As I sat heavily in the scratched wooden chair, also a holdover from the last owner, the wheels squeaked. They squeaked again as I stood. Teatime—I had to make decisions, and no way could I do that without a mug of tea.

“Good morning, Beth!” Lois breezed into the tiny kitchenette. She was twenty years older than I was, three inches taller, ten pounds lighter, and, since the death of her husband, infinitely more adventurous in her clothing choices. My idea of cutting-edge fashion was adding a paisley scarf to a navy blue blazer. Today, Lois wore canvas high-top tennis shoes, a plaid kilt kept closed by a brass pin, a pink ruffled blouse that miraculously managed to go with the kilt, and noisy metal bracelets. She twirled a black velvet cape from her shoulders and pulled off her red beret, hanging them both on hooks. “Got that tea water going?” she asked. “I have a new kind of chai. Vanilla peach spice.” She waved a small box.

“Lois, about a Halloween party. I’m not sure—”

“We can afford it? Don’t worry. It’ll cost hardly a penny. We’ll print a few posters and hang them around town. We’ll make some flyers and stuff them in bags. Half sheets, to save paper.” She talked with one hand on the handle of the almost-hot teakettle. “We’ll get the staff to bring a treat each, and I have boxes and boxes of decorations at home.”

The whistle began its throaty chirping. Lois snatched it off the electric hot plate and poured water into two mugs. The tea bags steeped as she talked. “I checked the attic last night, and I have oodles of orange lights. Only things we’ll have to buy are cider and plastic cups.”

“I have cups.” The words were out before I knew I was going to say anything.

“Excellent.” Lois dunked the tea bags a few times and dropped them onto a cracked Peter Rabbit dish. The store carried child-sized dinnerware of Peter and his sisters. Breakages happened on occasion, and I had a varied collection of repaired dishes at home. The kids considered themselves too old for such babyish things, but I didn’t mind eating toast with Flopsy, Mopsy, and Cottontail.

“I’ll bring in my special Halloween CDs.” Lois wrapped her hands around the mug. “And my sister has a neighbor who has a friend who bought a fog machine for his last Halloween party. I bet I could borrow it.”

Sometimes I wondered if Lois knew whose store this was. Sometimes I wondered if I knew.

“Hello? Is anyone here? Beth?”

I put down my tea and hurried out. “Good morning . . . Oh. Hi, Debra.”

Nathan’s mother, dressed in a skirt-and-jacket set two shades darker than her pale blue eyes, put her hands on her hips. Light glinted off her multicarat engagement ring. “Is it true?” she demanded.

“Umm . . .” I tried to like Debra. She was pleasant. She watched her son’s soccer games and didn’t scream at him. She attended church every Sunday and held hands with her husband on walks. I’d even seen her brush snow off an elderly woman’s windshield, but I just couldn’t like her. Marina said it was my inferiority complex rearing its butt-ugly head. Maybe knowing Debra was afraid of water would give me an edge. Not that we were in competition.

“I couldn’t make it last night,” Debra said. “What is Agnes Mephisto doing now?”

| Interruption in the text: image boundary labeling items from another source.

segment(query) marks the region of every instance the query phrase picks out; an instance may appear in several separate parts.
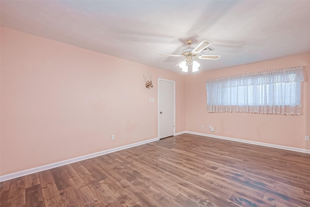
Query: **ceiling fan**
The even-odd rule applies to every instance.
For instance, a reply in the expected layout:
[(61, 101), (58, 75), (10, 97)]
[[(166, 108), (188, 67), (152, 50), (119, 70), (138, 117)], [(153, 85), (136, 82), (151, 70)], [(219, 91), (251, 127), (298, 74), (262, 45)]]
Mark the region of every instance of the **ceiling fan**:
[(158, 54), (159, 55), (165, 55), (171, 57), (184, 57), (184, 60), (177, 64), (175, 66), (179, 66), (182, 69), (182, 71), (187, 72), (188, 68), (191, 67), (192, 72), (198, 71), (198, 67), (200, 64), (196, 61), (193, 61), (193, 58), (199, 59), (218, 60), (220, 58), (220, 55), (203, 55), (202, 53), (214, 50), (214, 49), (210, 46), (212, 42), (210, 40), (202, 40), (196, 48), (191, 48), (190, 46), (193, 42), (192, 40), (187, 40), (186, 43), (188, 45), (187, 48), (186, 48), (182, 51), (181, 55), (166, 55)]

Last night’s PTA meeting came back to me in a rush—Agnes and her anonymous donor. And since for every action there is an equal and opposite reaction, there also came the remembered instant opposition to Agnes’s proposal. “Would you like a copy of the meeting minutes?” I asked.

“Just tell me what that woman is trying to do to our school this time.”

I gave her a summary, then said, “I’ll send out minutes tonight. Is your e-mail address still debra at rynwood dot com?”